Rosmarie Mehlin

Patrick S. hat seinem Leben ein Ende gesetzt und lässt eine Frau, ein 5-jähriges Töchterlein und einen 2-jährigen Buben zurück. Bereits drei Monate zuvor hatte er seiner Familie unendliches Leid zugefügt mit einer Tat, die niemand verstehen kann - am allerwenigsten vermutlich seine Frau.

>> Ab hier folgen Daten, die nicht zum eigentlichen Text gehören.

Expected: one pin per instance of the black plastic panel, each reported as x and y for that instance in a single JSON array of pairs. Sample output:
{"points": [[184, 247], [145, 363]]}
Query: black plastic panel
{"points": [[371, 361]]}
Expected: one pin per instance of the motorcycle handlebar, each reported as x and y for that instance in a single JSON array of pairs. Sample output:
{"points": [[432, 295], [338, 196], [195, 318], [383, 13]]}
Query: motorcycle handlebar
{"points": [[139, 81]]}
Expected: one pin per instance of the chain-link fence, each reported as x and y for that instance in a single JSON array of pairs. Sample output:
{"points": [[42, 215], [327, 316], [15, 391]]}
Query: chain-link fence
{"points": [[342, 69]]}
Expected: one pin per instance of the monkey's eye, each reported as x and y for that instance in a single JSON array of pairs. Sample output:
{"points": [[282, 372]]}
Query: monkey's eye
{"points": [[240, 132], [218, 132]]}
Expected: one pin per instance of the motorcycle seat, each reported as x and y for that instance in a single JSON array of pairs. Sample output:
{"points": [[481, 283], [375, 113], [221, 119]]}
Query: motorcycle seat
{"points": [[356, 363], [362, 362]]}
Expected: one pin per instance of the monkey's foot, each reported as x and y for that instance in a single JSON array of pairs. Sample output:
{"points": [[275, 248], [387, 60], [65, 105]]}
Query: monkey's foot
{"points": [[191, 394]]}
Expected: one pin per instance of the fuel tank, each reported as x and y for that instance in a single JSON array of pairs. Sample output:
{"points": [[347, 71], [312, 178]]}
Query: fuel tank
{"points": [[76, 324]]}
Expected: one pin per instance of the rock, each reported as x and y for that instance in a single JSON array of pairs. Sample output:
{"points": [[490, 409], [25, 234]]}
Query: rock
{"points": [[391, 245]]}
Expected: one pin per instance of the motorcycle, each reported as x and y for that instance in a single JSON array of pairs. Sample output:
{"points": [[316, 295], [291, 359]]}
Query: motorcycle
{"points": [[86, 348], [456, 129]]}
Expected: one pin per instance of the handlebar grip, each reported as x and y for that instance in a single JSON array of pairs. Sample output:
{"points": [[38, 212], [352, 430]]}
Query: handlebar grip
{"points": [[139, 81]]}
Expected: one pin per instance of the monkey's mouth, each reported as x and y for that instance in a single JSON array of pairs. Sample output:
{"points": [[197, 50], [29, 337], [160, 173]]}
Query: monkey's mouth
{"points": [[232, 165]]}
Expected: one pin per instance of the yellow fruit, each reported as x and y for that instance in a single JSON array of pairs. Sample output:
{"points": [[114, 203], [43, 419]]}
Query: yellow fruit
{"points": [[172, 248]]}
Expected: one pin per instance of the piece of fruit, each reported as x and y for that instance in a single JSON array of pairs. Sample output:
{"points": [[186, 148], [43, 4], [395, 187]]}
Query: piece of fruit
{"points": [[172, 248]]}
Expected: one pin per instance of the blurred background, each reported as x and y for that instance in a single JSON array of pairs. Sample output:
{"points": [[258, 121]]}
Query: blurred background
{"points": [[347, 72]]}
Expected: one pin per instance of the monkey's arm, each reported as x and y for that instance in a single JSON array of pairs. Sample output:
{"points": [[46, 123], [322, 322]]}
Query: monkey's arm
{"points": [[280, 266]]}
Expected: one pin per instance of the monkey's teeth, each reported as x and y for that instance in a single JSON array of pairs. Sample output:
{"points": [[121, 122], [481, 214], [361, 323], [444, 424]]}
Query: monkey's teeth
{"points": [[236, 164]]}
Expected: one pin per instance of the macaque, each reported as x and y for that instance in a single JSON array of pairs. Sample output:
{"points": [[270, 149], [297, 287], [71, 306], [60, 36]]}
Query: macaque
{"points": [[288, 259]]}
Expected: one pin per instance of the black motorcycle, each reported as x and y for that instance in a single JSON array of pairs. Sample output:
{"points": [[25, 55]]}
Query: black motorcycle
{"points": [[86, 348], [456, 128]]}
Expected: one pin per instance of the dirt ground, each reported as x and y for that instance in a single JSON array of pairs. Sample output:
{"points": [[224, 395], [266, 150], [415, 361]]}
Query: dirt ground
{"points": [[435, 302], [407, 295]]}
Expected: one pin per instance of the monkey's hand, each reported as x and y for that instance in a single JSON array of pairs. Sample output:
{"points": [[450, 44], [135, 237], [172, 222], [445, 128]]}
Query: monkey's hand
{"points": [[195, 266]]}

Jochen Alten, Facharzt für Kinder- und Jugendpsychiatrie in Baden betont, dass jeder Selbstmord bei den Hinterbliebenen andere Gefühle auslöse. Welche, das hänge von der Vorgeschichte ab. «Ich nehme an, dass im Fall der Familie S. schon länger Zeit vor der unfassbaren Tat massive Beziehungsschwierigkeiten bestanden hatten, welche aber offenbar nicht nach aussen getragen worden waren und die schliesslich in einem maximal traumatischen Konflikt gipfelten.»

Tat war schlimmer für Mädchen

Die Tat, so der Psychiater, habe der Frau von Patrick S. keine andere Wahl gelassen, als sich auch innerlich von ihrem Mann zu trennen. «Ich vermute aber, dass sie auf die jetzt erfolgte endgültige Trennung durch den Tod ihres Mannes zunächst einmal mit Ambivalenzgefühlen reagieren wird.»

Was die beiden Kinder betrifft, so ist der Arzt überzeugt, dass das Geschehene beim 5-jährigen Mädchen tiefere Spuren hinterlassen wird, als beim 2-jährige Buben.

«Eine Rolle für die künftigen Entwicklung der beiden Kinder und dafür, wie sie das Erlebte verarbeiten, spielt einerseits, wie viel sie von den Konflikten ihrer Eltern vor der Tat mitbekommen hatten und wie stark sich der Vater mit ihnen beschäftigt hatte», sagt Jochen Alten.

Ein Zweijähriger vergesse vieles sehr schnell, während ein fünfjähriges Kind naturgemäss emotional bereits stark an Vater und Mutter gebunden sei.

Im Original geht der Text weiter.